気温が高いと野菜は蒸散量が多くなり、野菜はそれだけ水を欲しがります。土が乾いたら水やりが必要です。
猛烈に暑い日には、朝の水やりは蒸発が多くてもったいなく、昼間の水やりでは葉が焼け、根が煮えて野菜のためになりません。野菜がよろこぶのは夕方の水やりです。株元にたっぷり水を与え、葉面にも水をサッとまき、葉の温度を下げてあげましょう。
5. 混植栽培で地面をカバーする!
写真はトウモロコシとラッカセイの混植例です。高温期にはラッカセイの葉で地面が覆われるため、地温の上昇と土の乾燥を防ぐことができ、トウモロコシの生育が促されます。
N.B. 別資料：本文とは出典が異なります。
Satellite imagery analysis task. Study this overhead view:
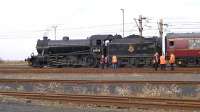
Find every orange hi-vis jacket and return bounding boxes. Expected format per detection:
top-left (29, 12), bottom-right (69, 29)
top-left (112, 55), bottom-right (117, 64)
top-left (160, 55), bottom-right (166, 65)
top-left (169, 54), bottom-right (175, 64)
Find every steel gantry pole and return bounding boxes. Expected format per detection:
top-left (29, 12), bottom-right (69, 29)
top-left (121, 9), bottom-right (124, 38)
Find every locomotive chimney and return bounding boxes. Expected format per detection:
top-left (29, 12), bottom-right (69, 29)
top-left (43, 36), bottom-right (48, 40)
top-left (63, 36), bottom-right (69, 41)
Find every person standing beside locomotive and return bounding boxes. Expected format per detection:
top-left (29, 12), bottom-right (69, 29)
top-left (100, 55), bottom-right (104, 69)
top-left (160, 55), bottom-right (166, 70)
top-left (104, 56), bottom-right (109, 68)
top-left (153, 52), bottom-right (159, 71)
top-left (169, 53), bottom-right (175, 70)
top-left (112, 55), bottom-right (117, 69)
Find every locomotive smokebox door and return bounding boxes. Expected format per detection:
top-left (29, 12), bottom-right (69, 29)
top-left (128, 45), bottom-right (135, 53)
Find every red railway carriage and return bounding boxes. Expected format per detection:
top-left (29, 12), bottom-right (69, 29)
top-left (166, 33), bottom-right (200, 66)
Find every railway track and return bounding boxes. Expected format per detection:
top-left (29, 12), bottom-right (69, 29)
top-left (0, 67), bottom-right (200, 74)
top-left (0, 79), bottom-right (200, 84)
top-left (0, 92), bottom-right (200, 108)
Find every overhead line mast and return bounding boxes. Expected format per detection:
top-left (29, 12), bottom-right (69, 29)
top-left (134, 15), bottom-right (147, 37)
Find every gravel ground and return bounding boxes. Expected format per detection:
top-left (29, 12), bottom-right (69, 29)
top-left (0, 97), bottom-right (200, 112)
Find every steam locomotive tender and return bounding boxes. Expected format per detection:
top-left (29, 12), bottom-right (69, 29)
top-left (166, 33), bottom-right (200, 66)
top-left (26, 35), bottom-right (161, 67)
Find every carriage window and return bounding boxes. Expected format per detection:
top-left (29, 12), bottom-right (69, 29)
top-left (169, 41), bottom-right (174, 47)
top-left (96, 40), bottom-right (101, 46)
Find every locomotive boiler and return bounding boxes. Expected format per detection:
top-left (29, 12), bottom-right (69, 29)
top-left (26, 35), bottom-right (118, 67)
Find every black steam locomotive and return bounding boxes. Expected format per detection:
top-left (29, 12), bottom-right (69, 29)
top-left (26, 35), bottom-right (161, 67)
トウモロコシ+カボチャ、ナス+ラッカセイ、オクラ+スイカなど、背が高い野菜と地面を覆う野菜の混植栽培は、有効な猛暑対策になります。試してみましょう。
【ワザあり!】 日よけ栽培で猛暑を乗り切る
遮光シート、寒冷紗 防虫ネット、不織布を使い分ける
写真は毛呂陽子さんの畑の様子です。毛呂さんは、粘土質で水はけの悪かった畑を改良し続け、そのうえで、果菜類の猛暑対策などを実践して、おいしい野菜を育てています。
写真①は、イチゴ苗を養生する工夫です。トンネルとトンネルの間に遮光シートを渡して屋根をつくり、その下に苗採りをしたイチゴのポットを並べておきます。苗は強い日差しから守られます。
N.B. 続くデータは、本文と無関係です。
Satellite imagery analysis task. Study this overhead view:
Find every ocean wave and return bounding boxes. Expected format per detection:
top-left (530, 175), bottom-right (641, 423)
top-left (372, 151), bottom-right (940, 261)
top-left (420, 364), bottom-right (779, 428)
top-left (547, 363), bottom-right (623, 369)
写真②は、秋冬野菜の栽培の様子。秋冬野菜のタネまきや定植は、8月~9月の暑い時期に行いますから、できるだけ涼しい環境をつくることが発芽や初期生育を促すポイントになります。
タネまきから栽培初期の猛暑をしのぐには白寒冷紗のトンネルが役立ちます。さらに暑いときには黒寒冷紗を重ねるのもおすすめです。ただ、黒寒冷をいつまでも掛けていると日照不足で野菜が軟弱気味に育つので注意します。
涼しくなったら防虫ネットに掛け替え、さらに気温が下がったら保温効果のある不織布に替えて栽培を続けます。
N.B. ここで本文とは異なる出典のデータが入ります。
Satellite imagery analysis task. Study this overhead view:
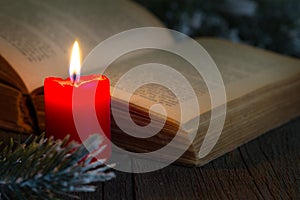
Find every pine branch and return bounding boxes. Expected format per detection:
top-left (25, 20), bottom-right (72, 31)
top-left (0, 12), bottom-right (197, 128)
top-left (0, 134), bottom-right (115, 199)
【ワザあり!】 ナスの草マルチは冬から始めてどんどん重ねる!
ハクサイの草マルチをナスの草マルチに継続利用
神奈川県の自然栽培農家、田村吾郎さんの畑では、草マルチを多用して野菜を育てています。夏の高温期でも水やりをすることなく、野菜は元気に育っています。田村さんに草マルチ利用のテクニックを伺いました。
「草マルチの効能を引き出すポイントは、時間をかけること。苗を植えてから草を敷くというタイミングでは遅いです。これでは突貫工事のようなもの。私の畑では、ナスの場合、前作のハクサイの草マルチを引き継いで利用します。ですからナスの草マルチ施用は、冬からスタートしていることになります」と、田村さん。
5月にナスを定植する際、草マルチを観察すると、草と地表面が接するところがすっかりなじんで、一体化した土のような状態になっていました。
田村さんは、ナスの定植後も草マルチを適宜積み足して、10cmくらいの厚さにしてナスを育てます。
「どの野菜も基本的に同様のやり方です。土となじんだ草マルチは、高温や低温、乾燥や多雨など、天候の変化に対して、かなりいい具合にコントロールしてくれます。この緩衝力は自然素材ならでは。おかげでこの夏も野菜は元気でした。ちなみに、突貫工事の草マルチの場合、高温期に草マルチがカラカラに乾くと、雨が降っても水をはじいて、下の土は乾いたままということがよくあります」と田村さん。